Николаю Павловичу, как и бабке его Екатерине, удалось приобрести неисчислимое количество почитателей и хвалителей, составить вокруг себя ореол. Удалось это Екатерине подкупом энциклопедистов и разной французской и немецкой алчной братии лестью, подарками и деньгами, а своих приближенных русских – чинами, орденами, наделением крестьянами и землею. Удалось и Николаю, и даже менее убыточным способом, – страхом. Подкупом и страхом всегда и везде все достигается, все, даже бессмертие. Николая Павловича современники его не «боготворили», как во время его царствования было принято выражаться, а боялись. Необожание, небоготворение было бы, вероятно, признано государственным преступлением. И постепенно это заказное чувство, необходимая гарантия личной безопасности, вошло в плоть и кровь современников и затем было привито и их детям и внукам. Покойный великий князь Михаил Николаевич10 имел обыкновение ездить лечиться к доктору Дрехерину в Дрезден. К моему удивлению, я увидел, что этот семидесятилетний человек во время службы все время опускался на колени.

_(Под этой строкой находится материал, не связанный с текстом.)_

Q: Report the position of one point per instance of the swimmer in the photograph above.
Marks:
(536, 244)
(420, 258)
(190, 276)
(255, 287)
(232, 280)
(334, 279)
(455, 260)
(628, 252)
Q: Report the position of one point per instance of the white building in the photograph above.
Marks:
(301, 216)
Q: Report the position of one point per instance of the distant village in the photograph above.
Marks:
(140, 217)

– Как ему это удается? – спросил я его сына Николая Михайловича11, известного историка первой четверти XIX века.

– Скорее всего, он все еще боится своего «незабвенного» отца. Он сумел внушить им такой страх, что им его не забыть до самой смерти.

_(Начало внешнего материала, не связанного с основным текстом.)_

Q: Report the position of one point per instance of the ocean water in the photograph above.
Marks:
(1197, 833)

– Но я слышал, что великий князь, ваш отец, обожал своего отца.

– Да, и, как ни странно, вполне искренне.

– Почему же странно? Его обожали многие в то время.

– Не смешите меня.

Эту точку зрения внука Николая I, не желая того, подтвердил уже немолодой генерал-адъютант Алексей Илларионович Философов12, бывший флигель-адъютант Николая Павловича и воспитатель сыновей великого князя Михаила, который при всяком удобном и неудобном случае с восторгом рассказывал о том, как вся Россия «боготворила» покойного Государя. Однажды довольно неудачно он в подтверждение своих слов привел случай, доказавший чуть ли не противное. Государь гулял около Зимнего дворца, поскользнулся и упал, и моментально вся набережная до самого Летнего сада опустела. Все испугались и попрятались по дворам, кто куда мог13.

– Помилуйте, Алексей Илларионович, – сказал я, – при чем же тут любовь? Просто боялись, чтобы с досады кого-нибудь не разнес.

– И разнес бы. Беда, коль сердитому ему попадешься под руку.

– А вы его любили?

– Боготворил. Он был настоящий Государь! Его любили все! Это был наш священный долг – любить его.

Тот же Философов является хорошим примером того, как долго не покидал людей страх. Как-то раз, вскоре после покушения на Александра II, он сказал мне:

– Не понимаю, отчего происходят все эти покушения против этого хорошего Царя, а ведь в прошлое царствование их не было совсем и в голову ничего подобного никому не приходило.